Massachusetts could vote on licenses for undocumented people
Those seeking to repeal a new law letting undocumented residents get driver's licenses in Massachusetts are poised to put the issue up to voters.
Driving the news: A petition by opponents of the law blew past the threshold of signatures needed by today to put a referendum on the matter on the November ballot.
Why it matters: Eighteen states and Washington, D.C. have expanded driver's license access to undocumented people. Massachusetts is among the first to see a repeal effort make headway, says Muzaffar Chishti, a senior fellow at the Migration Policy Institute.
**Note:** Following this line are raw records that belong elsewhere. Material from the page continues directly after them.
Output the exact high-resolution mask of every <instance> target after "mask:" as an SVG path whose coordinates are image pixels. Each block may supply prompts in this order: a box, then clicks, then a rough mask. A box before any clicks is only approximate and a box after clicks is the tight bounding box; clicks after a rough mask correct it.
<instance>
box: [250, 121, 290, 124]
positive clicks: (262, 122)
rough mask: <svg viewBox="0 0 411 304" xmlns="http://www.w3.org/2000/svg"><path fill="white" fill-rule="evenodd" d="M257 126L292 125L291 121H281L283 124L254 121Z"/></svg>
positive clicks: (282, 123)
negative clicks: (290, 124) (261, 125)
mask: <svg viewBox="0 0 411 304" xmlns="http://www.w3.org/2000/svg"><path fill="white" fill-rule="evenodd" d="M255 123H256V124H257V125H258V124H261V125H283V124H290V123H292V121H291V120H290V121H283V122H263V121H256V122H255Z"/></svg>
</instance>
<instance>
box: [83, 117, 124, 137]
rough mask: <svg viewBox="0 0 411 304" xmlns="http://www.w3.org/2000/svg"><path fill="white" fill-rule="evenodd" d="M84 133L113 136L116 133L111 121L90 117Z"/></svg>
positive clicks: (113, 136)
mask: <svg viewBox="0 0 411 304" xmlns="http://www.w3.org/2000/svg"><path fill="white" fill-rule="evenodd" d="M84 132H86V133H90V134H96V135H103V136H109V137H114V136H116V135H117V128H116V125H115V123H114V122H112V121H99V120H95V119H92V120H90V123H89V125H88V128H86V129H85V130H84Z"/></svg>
- The last time such a repeal campaign took off was in Oregon in 2019, but it was quashed after the secretary of state deemed the ballot question's wording unconstitutional.
- A repeal of the law "would be a rarity, especially for what people perceive as a traditionally Democratic state," Chishti told Axios.
Driving the news: The ballot committee Fair and Secure Massachusetts has collected double the 40,120 signatures needed to qualify for a referendum, organizer Wendy Wakeman told Axios in an email yesterday.
- MassGOP chairperson Jim Lyons said the number of locally certified signatures was closer to 67,000 as of 4pm yesterday, and the number was continuing to climb ahead of today's 5pm deadline.
But, but, but: Those signatures still need to be certified at the local and state level.
- The petition has to be representative of the entire state, so no more than 25% of the first 40,120 signatures can be from any single county.
The impact: MassBudget projects that 45,000-85,000 potential people could gain licenses over the next three years.
Zoom in: Fair and Secure Massachusetts had already surpassed the signature threshold last week, chairperson Maureen Maloney told Axios at the time.
- The committee has united opponents of undocumented immigration, including Maloney, whose son was killed in a car crash involving an undocumented immigrant.
What they're saying: "People [who] sign [the petition are] just uncomfortable with people who aren't following the immigration laws being rewarded with a license," Wakeman told Axios.
The other side: "This is a law that's not only for undocumented immigrants, but for all of us that are driving right now," Lenita Reason, executive director of the Brazilian Worker Center in Boston, told Axios.
- "We want to make sure that everybody that is on the road knows what they're doing, has insurance, has been trained, passed the same tests we did."